Microtubules are made up of alternating α- and β-tubulin polypeptides which bind to a γ-tubulin ring complex (39,40). The production of motion along microtubules is determined by a wide spectrum of MAPs. Mutations in several tubulin isotypes have been associated with various developmental brain anomalies involving the basal ganglia, cerebral cortical grey matter, commissural tracts, cerebellum and brainstem (an expression of neuronal migration and axonal guidance disorders) (39,41). Mutations in several tubulin isotypes have also been associated with hypoplastic olfactory nerves (42), diminished overall white matter volume and small, asymmetric brainstem (15,39), believed to be related to disturbances in axonal pathfinding.

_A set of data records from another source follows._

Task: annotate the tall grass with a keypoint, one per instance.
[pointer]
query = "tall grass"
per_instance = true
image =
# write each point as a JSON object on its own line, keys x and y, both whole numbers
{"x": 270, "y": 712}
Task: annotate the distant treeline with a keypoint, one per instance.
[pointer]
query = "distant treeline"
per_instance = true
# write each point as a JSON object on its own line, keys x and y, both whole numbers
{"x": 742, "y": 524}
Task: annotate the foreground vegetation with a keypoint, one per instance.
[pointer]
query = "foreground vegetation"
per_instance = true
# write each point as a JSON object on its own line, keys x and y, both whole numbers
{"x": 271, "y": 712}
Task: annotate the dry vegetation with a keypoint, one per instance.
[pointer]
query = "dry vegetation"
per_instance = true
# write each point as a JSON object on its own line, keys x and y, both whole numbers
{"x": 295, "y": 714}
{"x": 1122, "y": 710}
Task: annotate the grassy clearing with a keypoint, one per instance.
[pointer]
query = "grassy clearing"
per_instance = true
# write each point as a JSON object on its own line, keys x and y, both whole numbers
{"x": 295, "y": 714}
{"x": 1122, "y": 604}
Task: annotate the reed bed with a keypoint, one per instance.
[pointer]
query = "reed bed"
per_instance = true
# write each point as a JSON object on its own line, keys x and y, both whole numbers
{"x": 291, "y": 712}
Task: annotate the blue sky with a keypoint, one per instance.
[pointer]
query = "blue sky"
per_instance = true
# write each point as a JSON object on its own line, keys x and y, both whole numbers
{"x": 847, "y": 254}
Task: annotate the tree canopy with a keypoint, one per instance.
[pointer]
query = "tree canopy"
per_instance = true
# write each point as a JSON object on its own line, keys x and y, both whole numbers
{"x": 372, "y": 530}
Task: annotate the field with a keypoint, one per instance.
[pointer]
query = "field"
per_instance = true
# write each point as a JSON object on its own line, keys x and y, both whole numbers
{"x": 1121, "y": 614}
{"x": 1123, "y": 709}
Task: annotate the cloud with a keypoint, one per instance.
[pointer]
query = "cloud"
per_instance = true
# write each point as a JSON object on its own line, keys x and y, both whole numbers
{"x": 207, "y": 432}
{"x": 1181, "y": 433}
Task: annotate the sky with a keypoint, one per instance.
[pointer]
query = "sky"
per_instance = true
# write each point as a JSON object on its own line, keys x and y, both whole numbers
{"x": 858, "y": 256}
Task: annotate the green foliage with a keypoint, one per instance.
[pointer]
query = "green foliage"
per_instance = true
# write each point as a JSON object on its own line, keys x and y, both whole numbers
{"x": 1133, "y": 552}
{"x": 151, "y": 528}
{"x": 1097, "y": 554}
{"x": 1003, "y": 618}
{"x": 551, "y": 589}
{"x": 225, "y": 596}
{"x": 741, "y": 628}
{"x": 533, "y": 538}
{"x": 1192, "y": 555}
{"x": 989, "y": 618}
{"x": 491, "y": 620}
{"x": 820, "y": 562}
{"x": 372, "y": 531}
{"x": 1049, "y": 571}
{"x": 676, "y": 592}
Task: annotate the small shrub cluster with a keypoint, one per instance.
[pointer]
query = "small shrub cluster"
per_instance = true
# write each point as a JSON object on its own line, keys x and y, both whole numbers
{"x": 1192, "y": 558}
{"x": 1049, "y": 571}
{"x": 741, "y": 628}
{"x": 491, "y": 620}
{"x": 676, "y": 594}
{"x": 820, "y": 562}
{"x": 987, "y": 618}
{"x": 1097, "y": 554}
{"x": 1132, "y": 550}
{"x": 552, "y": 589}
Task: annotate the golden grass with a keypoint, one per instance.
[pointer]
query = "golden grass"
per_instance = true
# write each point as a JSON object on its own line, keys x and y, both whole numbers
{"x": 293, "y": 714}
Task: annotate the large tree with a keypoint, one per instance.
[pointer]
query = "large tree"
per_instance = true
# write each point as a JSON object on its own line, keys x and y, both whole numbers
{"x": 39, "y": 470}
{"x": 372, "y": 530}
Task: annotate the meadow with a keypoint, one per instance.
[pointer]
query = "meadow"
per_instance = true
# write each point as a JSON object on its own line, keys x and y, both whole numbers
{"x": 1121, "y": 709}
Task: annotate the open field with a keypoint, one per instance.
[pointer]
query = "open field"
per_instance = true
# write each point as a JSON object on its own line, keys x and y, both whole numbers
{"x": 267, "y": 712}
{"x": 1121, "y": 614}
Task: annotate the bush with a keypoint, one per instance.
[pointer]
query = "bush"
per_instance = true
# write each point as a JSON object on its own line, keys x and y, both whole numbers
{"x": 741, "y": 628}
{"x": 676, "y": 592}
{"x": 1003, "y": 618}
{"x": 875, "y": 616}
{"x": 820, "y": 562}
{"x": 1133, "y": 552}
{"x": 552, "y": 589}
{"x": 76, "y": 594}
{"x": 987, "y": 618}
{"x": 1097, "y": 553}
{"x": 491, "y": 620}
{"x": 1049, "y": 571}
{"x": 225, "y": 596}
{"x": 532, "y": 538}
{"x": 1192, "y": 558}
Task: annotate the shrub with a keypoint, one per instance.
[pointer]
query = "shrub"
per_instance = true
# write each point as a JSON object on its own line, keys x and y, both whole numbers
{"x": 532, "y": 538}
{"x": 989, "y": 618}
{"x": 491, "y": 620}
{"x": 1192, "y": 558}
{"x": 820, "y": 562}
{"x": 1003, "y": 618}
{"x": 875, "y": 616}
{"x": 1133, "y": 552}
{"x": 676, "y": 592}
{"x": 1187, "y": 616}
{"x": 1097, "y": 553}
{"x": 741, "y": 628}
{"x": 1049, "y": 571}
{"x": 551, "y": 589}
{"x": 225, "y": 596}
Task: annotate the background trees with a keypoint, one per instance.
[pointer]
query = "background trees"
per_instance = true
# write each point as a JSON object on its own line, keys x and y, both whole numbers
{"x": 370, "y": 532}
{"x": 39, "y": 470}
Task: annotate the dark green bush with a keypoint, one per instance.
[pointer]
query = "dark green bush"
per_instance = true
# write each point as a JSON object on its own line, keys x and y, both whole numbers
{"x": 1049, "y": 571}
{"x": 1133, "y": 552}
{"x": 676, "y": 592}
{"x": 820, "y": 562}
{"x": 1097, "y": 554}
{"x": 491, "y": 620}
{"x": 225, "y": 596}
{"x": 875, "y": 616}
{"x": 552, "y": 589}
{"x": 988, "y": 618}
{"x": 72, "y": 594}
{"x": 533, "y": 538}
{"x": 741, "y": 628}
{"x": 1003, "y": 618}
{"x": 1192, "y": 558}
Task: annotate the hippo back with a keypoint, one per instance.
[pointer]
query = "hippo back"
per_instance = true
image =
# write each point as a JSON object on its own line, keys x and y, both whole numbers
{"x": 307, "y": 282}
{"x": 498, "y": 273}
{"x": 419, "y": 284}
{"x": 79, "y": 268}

TUBA1A was the first tubulin isotype to be associated with brain malformations (43) and it is the most commonly mutated tubulin gene. TUBA1A is highly expressed in the embryonic brain, providing more than 95% of the α-tubulin in the developing brain (44,45). Mutations to TUBA1A could lead to a wide variety of MCD (39,41,46-49), the core imaging phenotype of which comprise of classic LIS with or without cerebellar hypoplasia (39). In 2015, Myers et al. reported the presence of microphthalmia and congenital cataract in a patient with TUBA1A mutation (50). Congenital cataract was also seen in one of our patients with TUBA1A mutation (Figure 8). As the brain and eye are derived from the ectoderm, the co-occurrence of developmental anomalies of these organs is not surprising. In addition, TUBA1A is expressed in both the fetal brain (43) and retina (51). TUBA1A mutations have also been described in association with asymmetrical perisylvian polymicrogyria (PMG) (46,52,53), PMG-like cortical dysplasia (54) and microlissencephaly in foetal cases (49). Almost all reported cases of TUBA1A-related LIS exhibit some form of corpus callosal abnormalities, ranging from mild hypoplasia or dysmorphism to complete agenesis (55).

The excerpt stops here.